S3 bucket configuration
Configure S3 or S3-compatible storage for uploading results:
import os
import runpod
from runpod.serverless.utils import rp_upload
def handler(event):
# S3 credentials are read from environment variables:
# - BUCKET_ENDPOINT_URL
# - BUCKET_ACCESS_KEY_ID
# - BUCKET_SECRET_ACCESS_KEY
# Process your input
result_image_path = generate_image(event["input"]["prompt"])
# Upload to S3
image_url = rp_upload.upload_image(event["id"], result_image_path)
return {"output": {"image_url": image_url}}
runpod.serverless.start({"handler": handler})
Set these variables in the Runpod console:
BUCKET_ENDPOINT_URL: Your bucket endpoint (e.g., https://your-bucket.s3.us-west-2.amazonaws.com)
BUCKET_ACCESS_KEY_ID: Your access key ID
BUCKET_SECRET_ACCESS_KEY: Your secret access key
The BUCKET_ENDPOINT_URL should include your bucket name in the URL.
Feature flags
Use environment variables to enable or disable features:
import os
import runpod
def handler(event):
# Read feature flags
enable_caching = os.environ.get("ENABLE_CACHING", "false").lower() == "true"
enable_logging = os.environ.get("ENABLE_LOGGING", "true").lower() == "true"
if enable_logging:
print(f"Processing request: {event['id']}")
# Your processing logic
result = process_input(event["input"], use_cache=enable_caching)
return {"output": result}
runpod.serverless.start({"handler": handler})
Model configuration
Configure model parameters without changing code:
import os
import runpod
def handler(event):
# Read model configuration from environment
model_name = os.environ.get("MODEL_NAME", "default-model")
max_tokens = int(os.environ.get("MAX_TOKENS", "1024"))
temperature = float(os.environ.get("TEMPERATURE", "0.7"))
# Use configuration in your model
result = generate_text(
model=model_name,
prompt=event["input"]["prompt"],
max_tokens=max_tokens,
temperature=temperature
)
return {"output": result}
runpod.serverless.start({"handler": handler})
Best practices
Use defaults
Always provide default values for non-critical environment variables:
# Good: Provides a default
service_url = os.environ.get("SERVICE_URL", "https://api.example.com")
# Good: Fails explicitly if missing
api_key = os.environ.get("API_KEY")
if not api_key:
raise ValueError("API_KEY environment variable is required")
Validate on startup
Validate critical environment variables when your handler starts:
import os
import runpod
# Validate environment variables on startup
required_vars = ["API_KEY", "SERVICE_URL"]
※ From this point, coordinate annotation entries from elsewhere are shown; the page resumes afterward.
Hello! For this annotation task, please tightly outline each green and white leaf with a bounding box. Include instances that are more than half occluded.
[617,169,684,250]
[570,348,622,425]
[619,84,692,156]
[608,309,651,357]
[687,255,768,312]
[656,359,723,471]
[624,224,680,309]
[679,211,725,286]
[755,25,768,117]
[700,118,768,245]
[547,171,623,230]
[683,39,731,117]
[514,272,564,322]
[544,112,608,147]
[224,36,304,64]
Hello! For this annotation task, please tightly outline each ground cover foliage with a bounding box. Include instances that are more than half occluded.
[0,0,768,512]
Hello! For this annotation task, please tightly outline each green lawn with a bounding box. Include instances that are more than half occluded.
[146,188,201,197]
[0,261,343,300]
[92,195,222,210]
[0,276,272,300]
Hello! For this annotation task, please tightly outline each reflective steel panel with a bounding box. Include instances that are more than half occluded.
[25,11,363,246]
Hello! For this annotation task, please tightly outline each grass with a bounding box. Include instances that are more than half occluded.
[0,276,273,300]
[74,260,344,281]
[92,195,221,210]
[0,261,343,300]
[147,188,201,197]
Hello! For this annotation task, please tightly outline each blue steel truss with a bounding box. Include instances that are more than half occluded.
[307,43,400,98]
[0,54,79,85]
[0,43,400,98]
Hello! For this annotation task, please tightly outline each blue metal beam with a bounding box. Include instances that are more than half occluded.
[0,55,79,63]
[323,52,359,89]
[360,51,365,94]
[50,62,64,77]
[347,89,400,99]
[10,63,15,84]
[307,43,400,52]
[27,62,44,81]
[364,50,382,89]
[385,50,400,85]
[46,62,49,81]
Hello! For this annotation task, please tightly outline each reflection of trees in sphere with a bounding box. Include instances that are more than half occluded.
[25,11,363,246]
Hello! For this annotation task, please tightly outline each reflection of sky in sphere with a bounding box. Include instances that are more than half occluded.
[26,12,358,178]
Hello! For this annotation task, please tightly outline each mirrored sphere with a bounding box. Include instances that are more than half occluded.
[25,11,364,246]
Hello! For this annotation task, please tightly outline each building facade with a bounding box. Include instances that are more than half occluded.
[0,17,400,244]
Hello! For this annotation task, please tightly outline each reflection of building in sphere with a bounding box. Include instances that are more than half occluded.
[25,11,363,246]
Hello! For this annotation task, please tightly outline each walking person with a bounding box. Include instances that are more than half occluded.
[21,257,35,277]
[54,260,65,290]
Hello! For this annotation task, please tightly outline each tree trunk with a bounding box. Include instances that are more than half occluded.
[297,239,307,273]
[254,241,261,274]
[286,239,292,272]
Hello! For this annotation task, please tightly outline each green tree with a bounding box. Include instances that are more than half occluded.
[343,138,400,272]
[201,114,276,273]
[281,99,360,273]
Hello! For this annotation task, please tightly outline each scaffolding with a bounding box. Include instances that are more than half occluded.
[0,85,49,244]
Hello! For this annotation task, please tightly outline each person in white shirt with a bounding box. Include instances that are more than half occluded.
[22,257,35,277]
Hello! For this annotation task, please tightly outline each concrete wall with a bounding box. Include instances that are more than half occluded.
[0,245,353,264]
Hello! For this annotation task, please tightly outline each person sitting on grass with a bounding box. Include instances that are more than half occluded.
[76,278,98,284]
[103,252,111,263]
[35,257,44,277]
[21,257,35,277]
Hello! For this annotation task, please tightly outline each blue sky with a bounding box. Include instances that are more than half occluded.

missing_vars = [var for var in required_vars if not os.environ.get(var)]
if missing_vars:
raise ValueError(f"Missing required environment variables: {', '.join(missing_vars)}")
def handler(event):
# Your handler logic here
pass
runpod.serverless.start({"handler": handler})
Document your variables
Document the environment variables your handler expects in your README:
## Environment Variables
| Variable | Required | Default | Description |
|----------|----------|---------|-------------|
| `API_KEY` | Yes | N/A | Your API key for the external service |
| `SERVICE_URL` | No | `https://api.example.com` | The service endpoint URL |
| `MAX_WORKERS` | No | `4` | Maximum number of concurrent workers |
Separate secrets from config
Use different approaches for secrets vs configuration:
- Secrets: Only set as runtime variables in the Runpod console.
- Configuration: Can use build-time defaults with runtime overrides.